Kids get killed or injured by firearms all over the world, but the United States has a special problem with gun violence. And the problem hasn’t improved during the COVID-19 pandemic.
On the contrary, in a recent study published in the journal Pediatrics, researchers report that firearm injuries among young children in the United States have actually increased during the pandemic (Cohen et al 2021).
Some politicians have tried to take action, but it’s unclear if “background check” bills passed by the U.S. House of Representatives will pass in the Senate. Is this because there is nothing to agree about?
No. There are plenty of facts to guide us. If adults find this common ground and cooperate, they can start to make the world much safer for children.
Taking measure of the crisis
A snapshot of gun deaths in 2010 tells the story.
When Erin Grinshteyn and David Hemenway analyzed firearm mortality in 23 affluent countries (including Canada, Germany, Japan, Australia, and the United Kingdom), they found that kids were much more likely to be killed by firearms in the United States (Grinshteyn and Hemenway 2016).
Compared with other wealthy nations, the U.S. gun homicide rate for children under the age of 14 was 19-22 times higher. For youth between 15 and 24 years of age, the U.S. rate for gun homicide was 49 times higher.
How many kids die? What are the circumstances?
Hospitals and medical examiners keep records, so we know the answer. Based on national data collected between 2002 and 2014, Katherine Fowler and her colleagues (2017) found that
For young children, the homicides usually occur in a home, often in the context of intimate partner violence. For teenagers, homicides happen in a variety settings, and are frequently accompanied by the commission of other crimes.
Other causes of firearm death are suicide and accidents — the result of kids playing with guns, or handling weapons they didn’t realize were loaded.
Grim as these details are, they don’t illustrate the total cost of gun violence.
In addition to the children injured or slain, there are the kids who lose siblings, parents, friends, neighbors, and classmates. There are children whose families have been upended by gunshot injuries, psychological problems, medical bills, and lost wages. How many kids are affected?
I haven’t been able to find any hard data addressing this question. But a large, national study conducted in 2013-2013 offers us a hint of how prevalent gun violence is the lives of U.S kids:
Thirteen percent of teens aged 14-17 said they had seen or heard a shooting in their lifetimes (Finkelhor et al 2015).
So it’s clear that the United States has a problem. What can be done — in the U.S. and elsewhere — to prevent firearm deaths?
While funding for gun violence research has been greatly reduced since the U.S. Congress passed the 1996 Dickey Amendment, many researchers have continued to work on the problem, and their studies offer clear guidance.
So we can’t fail to act on the grounds that there is no basis for agreement, no possibility for consensus.

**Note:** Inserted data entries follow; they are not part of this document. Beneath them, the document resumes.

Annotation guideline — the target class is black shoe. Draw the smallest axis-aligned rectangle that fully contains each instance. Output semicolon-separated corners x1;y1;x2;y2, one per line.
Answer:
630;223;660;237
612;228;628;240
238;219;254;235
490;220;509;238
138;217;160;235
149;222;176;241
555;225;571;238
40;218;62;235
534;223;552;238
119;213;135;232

That’s a phony excuse. There are at least five observations about child gun violence that any reasonable person can accept. These should be the basis for cooperation — a starting point for making changes that everyone can agree on.
Here are the details.
Many mass shootings have been committed with military-style rifles, like the AR-15. These weapons can wreck far more devastation than handguns, and not merely because they are designed to minimize recoil, or because they can be used with high-capacity magazines and bump stocks.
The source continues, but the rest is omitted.